The ULTB project will be led by Hyperdrive Innovation, with advisory input from the British Antarctic Survey (BAS), which will be the first customer for the project output.
The resulting technology will lead to a follow-on, mid-stage programme to develop a high energy density rechargeable battery that will operate at –80°C. OXIS and Hyperdrive will then look to expand the use of this technology to adjacent markets.
‘The superior energy density offered by lithium-sulfur makes it well suited for portability, especially in vast, remote locations like the Antarctic, where flight is the only method of transport and operations are restricted by resources and weather windows,’ says Stephen Irish, Managing Director of Hyperdrive.
He continues: ‘We are particularly excited to have the opportunity to prove our Battery Management System (BMS) technology for use with this emerging cell chemistry, working with BAS to tackle the challenges of designing an energy system capable of withstanding extremely cold temperatures.’
Lithium-sulfur battery technology
Lithium-sulfur chemistry is a next-generation battery technology that has a theoretical energy density far higher than any lithium-ion solution, according to OXIS. The company has been developing Li-S cells for more than 10 years, and has already built pouch cells that achieve 300 Wh/kg, which is more than any Li-ion chemistry can practically achieve.
Li-ion as a technology is already on the market as a range of chemistries, each with their own strengths and weaknesses, while Li-S is only just beginning to enter the market.

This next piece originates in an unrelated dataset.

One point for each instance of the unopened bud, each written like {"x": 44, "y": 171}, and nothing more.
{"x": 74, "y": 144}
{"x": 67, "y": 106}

‘It is very difficult to secure the effective utilisation of battery systems in extreme temperatures, whether hot or cold,’ says Huw Hampson-Jones, CEO of OXIS Energy.
‘OXIS Li-S cell technology can operate at up to +80°C, but to do so at the other extreme of –80°C is very challenging,’ he continues. ‘The programme will have an important impact on vehicles operating in cold climates, such as North America and northern European countries.’